Le portrait photographique est un portrait visuel d'une personne réalisé par une autre personne à l'aide d'un appareil photographique ou d'un téléphone mobile.

Il apparaît au milieu du XIXe siècle à partir de 1850 sans concurrencer le portrait peint, en taille naturelle et de grand format, mais en élargissant très largement sa clientèle grâce à son prix largement inférieur. Dans l'histoire de la photographie, plusieurs photographes se sont fait une spécialité du portrait, soit exclusivement comme Nadar, Étienne Carjat, August Sander, Yousuf Karsh, Annie Leibovitz ou Bernard Poinssot, soit comme une facette de leur travail comme Helmut Newton, Jean-François Bauret, Philippe Halsman, Paolo Roversi ou Jean-Louis Swiners.

Il faut le distinguer de l'autoportrait photographique qui vient de prendre une extension considérable avec la généralisation des téléphones mobiles et du selfie.
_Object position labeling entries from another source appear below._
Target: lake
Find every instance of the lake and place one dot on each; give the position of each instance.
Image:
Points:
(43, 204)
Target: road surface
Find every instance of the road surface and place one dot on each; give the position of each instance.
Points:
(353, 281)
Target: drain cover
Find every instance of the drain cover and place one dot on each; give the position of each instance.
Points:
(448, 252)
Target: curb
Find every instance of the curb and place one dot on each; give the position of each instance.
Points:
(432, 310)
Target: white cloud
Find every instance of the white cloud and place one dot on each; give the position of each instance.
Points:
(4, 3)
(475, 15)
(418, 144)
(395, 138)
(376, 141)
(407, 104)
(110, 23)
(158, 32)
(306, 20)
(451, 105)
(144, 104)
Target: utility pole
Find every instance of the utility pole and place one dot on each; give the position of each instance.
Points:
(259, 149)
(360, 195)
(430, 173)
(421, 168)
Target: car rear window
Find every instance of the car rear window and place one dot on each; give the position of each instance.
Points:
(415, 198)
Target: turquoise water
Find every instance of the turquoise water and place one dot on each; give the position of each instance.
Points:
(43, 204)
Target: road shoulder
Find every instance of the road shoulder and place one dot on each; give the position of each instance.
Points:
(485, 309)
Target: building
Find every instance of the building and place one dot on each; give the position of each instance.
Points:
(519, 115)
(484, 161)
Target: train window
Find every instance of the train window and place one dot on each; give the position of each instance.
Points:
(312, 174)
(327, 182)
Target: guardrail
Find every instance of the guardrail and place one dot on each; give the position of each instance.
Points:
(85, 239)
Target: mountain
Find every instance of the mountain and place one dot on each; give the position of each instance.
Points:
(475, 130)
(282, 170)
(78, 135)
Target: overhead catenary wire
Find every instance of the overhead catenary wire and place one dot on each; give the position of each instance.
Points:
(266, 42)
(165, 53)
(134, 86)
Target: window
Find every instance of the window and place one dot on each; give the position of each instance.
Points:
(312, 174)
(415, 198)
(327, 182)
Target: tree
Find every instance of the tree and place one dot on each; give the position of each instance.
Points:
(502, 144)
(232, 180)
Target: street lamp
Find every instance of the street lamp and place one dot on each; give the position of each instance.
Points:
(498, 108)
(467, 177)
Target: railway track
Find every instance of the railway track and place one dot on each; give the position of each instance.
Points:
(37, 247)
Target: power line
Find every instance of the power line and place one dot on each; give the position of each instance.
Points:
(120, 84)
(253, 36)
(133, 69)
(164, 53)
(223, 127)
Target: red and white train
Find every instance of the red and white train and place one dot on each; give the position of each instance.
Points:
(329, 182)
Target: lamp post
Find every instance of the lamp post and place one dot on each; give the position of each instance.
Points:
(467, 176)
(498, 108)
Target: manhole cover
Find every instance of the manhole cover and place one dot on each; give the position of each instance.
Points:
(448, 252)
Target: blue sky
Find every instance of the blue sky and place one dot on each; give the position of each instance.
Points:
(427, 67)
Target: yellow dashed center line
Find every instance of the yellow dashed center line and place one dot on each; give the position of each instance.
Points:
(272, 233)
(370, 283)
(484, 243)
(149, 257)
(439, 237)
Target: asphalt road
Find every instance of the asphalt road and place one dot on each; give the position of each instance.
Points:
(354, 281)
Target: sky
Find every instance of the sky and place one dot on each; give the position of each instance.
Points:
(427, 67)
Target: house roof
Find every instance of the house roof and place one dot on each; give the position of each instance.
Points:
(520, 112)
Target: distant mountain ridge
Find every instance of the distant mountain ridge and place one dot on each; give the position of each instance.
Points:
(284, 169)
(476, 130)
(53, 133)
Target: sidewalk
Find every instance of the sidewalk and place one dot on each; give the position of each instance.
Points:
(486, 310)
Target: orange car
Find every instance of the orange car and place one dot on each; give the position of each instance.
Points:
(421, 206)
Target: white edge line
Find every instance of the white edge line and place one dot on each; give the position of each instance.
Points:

Histoire[modifier | modifier le code]

L'invention de la photographie, tout en bouleversant l'art et l'économie du portrait peint, n'a pas entraîné sa disparition. La photographie, dans son premier siècle d'existence, était incapable de rivaliser avec la peinture pour ce qui est du format et de la couleur. Elle a affecté la notion de ressemblance et mis en relief l'importance de l'éclairage, de la perspective et du matériel utilisé.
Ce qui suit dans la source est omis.